# Extract manifest link for creating datasets in Explore

The notebook is used to create list of manifests to ingest in Explore. The Manifests are created based on one or multiple CSV file downloaded from OpenRefine. It extract the "Media URL" value and concatenate them together creating a txt file.

In [None]:
import pandas as pd
import os
import glob

In [None]:
keep_col = ['Media URL']

## Combined datasets to unique txt file 

In [None]:
folder_path = 'combined_datasets_explore'

In [None]:
all_files = glob.glob(folder_path + "/*.csv")

li = []

for filename in all_files:
    df = pd.read_csv(filename, index_col=None, header=0, delimiter=',', low_memory=False)
    df = df[keep_col]
    df['source'] = filename.split("/")[-1]
    li.append(df)

df_merged = pd.concat(li, axis=0, ignore_index=True)

In [None]:
df_merged.head()

In [None]:
df_merged.to_csv('merged_combined_manifests.csv', index=False)

In [None]:
# df_merged = df_merged.dropna()

In [None]:
url_string = ' '.join(df_merged['Media URL'].astype(str))

# Write the string to a text file
with open('full_manifests.txt', 'w') as file:
    file.write(url_string)

print("Text file 'full_manifests.txt' created.")

## Combined datasets to multiplle file (based on the source)

The following do the same operation as the one above, but the produced results are based on the original CSV files (source). If multiple CSV are given as input, multiple lists of manifests are produced

In [None]:
grouped = df_merged.groupby('source')['Media URL'].apply(lambda x: ' '.join(x.astype(str)))

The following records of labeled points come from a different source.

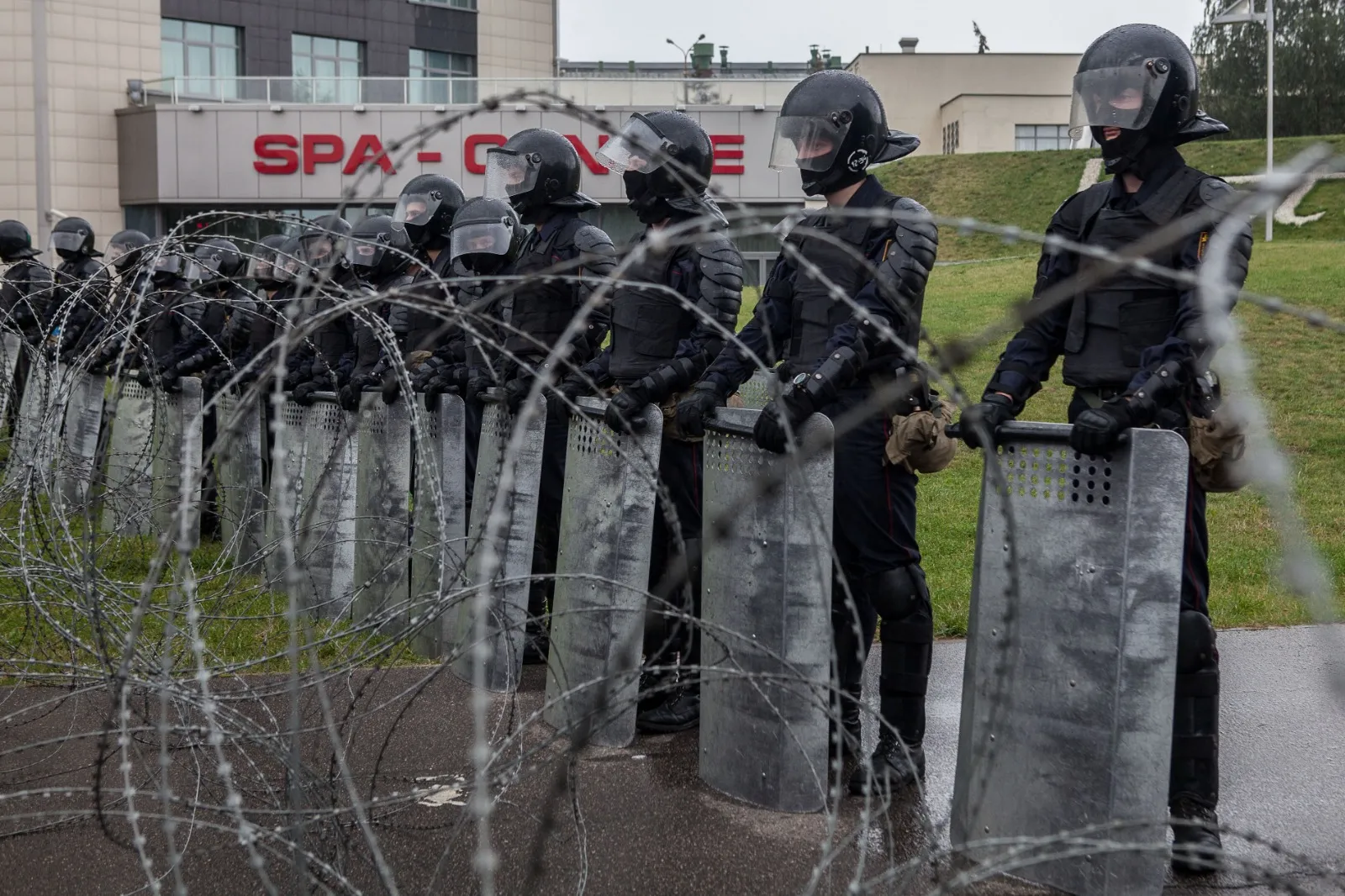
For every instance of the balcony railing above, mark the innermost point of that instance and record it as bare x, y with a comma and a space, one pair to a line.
587, 92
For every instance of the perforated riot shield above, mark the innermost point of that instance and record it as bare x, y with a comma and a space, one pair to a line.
326, 530
11, 346
757, 390
37, 425
766, 629
382, 508
506, 611
602, 576
239, 468
439, 551
77, 461
1067, 697
177, 461
129, 466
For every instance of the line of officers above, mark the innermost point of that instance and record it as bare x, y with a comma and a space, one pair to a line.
518, 264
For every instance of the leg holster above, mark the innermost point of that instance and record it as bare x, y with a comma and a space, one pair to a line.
901, 599
1195, 761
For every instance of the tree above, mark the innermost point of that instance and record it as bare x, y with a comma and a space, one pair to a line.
1309, 69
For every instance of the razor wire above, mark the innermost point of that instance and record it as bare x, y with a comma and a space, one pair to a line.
208, 743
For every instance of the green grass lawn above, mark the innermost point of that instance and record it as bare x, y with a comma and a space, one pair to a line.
1297, 374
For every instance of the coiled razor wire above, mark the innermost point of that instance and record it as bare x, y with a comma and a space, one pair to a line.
177, 741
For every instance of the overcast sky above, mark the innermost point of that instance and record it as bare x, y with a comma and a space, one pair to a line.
782, 30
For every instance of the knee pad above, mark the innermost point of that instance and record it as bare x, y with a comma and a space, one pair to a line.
1196, 649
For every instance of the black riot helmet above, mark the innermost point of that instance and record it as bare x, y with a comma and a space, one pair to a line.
124, 249
15, 242
73, 239
665, 159
217, 259
323, 242
833, 127
262, 266
378, 248
1141, 80
488, 235
535, 170
425, 208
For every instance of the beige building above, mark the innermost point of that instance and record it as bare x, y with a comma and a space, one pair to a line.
74, 60
974, 103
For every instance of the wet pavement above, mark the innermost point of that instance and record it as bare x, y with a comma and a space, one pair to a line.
615, 821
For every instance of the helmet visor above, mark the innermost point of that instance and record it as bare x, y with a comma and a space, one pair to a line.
484, 239
510, 174
362, 253
810, 143
1123, 98
66, 241
636, 148
414, 208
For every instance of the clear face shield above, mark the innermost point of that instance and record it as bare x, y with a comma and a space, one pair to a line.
510, 174
1123, 98
636, 148
414, 208
810, 143
484, 239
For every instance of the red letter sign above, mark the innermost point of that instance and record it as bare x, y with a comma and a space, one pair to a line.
287, 161
728, 140
470, 150
313, 158
367, 148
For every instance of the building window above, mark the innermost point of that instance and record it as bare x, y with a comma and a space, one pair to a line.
1033, 138
202, 57
437, 77
952, 138
331, 67
451, 4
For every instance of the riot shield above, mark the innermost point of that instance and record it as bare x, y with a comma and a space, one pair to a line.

for source, urls in grouped.items():
    filename = source.replace('/', '_').replace('\\', '_') + '_manifest.txt'

    with open(filename, 'w') as file:
        file.write(urls)

    print(f"Text file '{filename}' created.")

## Combined datasets to multiplle file (based on the size)

The following operations combine multiple CSV and extract the manifests in the column 'Media URL'. The result is then splitted into multiple files based on the size. Currently, the script it is set for using 20 MB as the maximum size for the manifest list. Bigger txt file have caused errors on Explore.

In [None]:
def write_to_file(file_number, content):
    filename = f'manifests_{file_number}.txt'
    with open(filename, 'w') as file:
        file.write(content)
    print(f"Text file '{filename}' created.")

# Convert the column to a string, separating entries with spaces
url_string = ' '.join(df_merged['Media URL'].astype(str))

# Define max size for each file (in bytes) - 20MB
max_size = 20 * 1024 * 1024

file_number = 1
current_size = 0
current_content = ''

for url in url_string.split(' '):
    # Estimate size added by next URL
    added_size = len(url.encode('utf-8')) + 1  # +1 for the space

    # Check if adding the next URL would exceed the max size
    if current_size + added_size > max_size:
        write_to_file(file_number, current_content)
        file_number += 1
        current_content = url + ' '
        current_size = added_size
    else:
        current_content += url + ' '
        current_size += added_size

# Write any remaining content to a file
if current_content:
    write_to_file(file_number, current_content)


## Single CSV file to manifest list

In [None]:
df_single = pd.read_csv('/Users/carboni/Downloads/Slovenia-magazines-with-iiif-manifest-csv.tsv', low_memory=False)

In [None]:
url_string = ' '.join(df_single['Media URL'].astype(str))

In [None]:
# Write the string to a text file
with open('manifests_slovenia.txt', 'w') as file:
    file.write(url_string)

print("Text file 'manifests.txt' created.")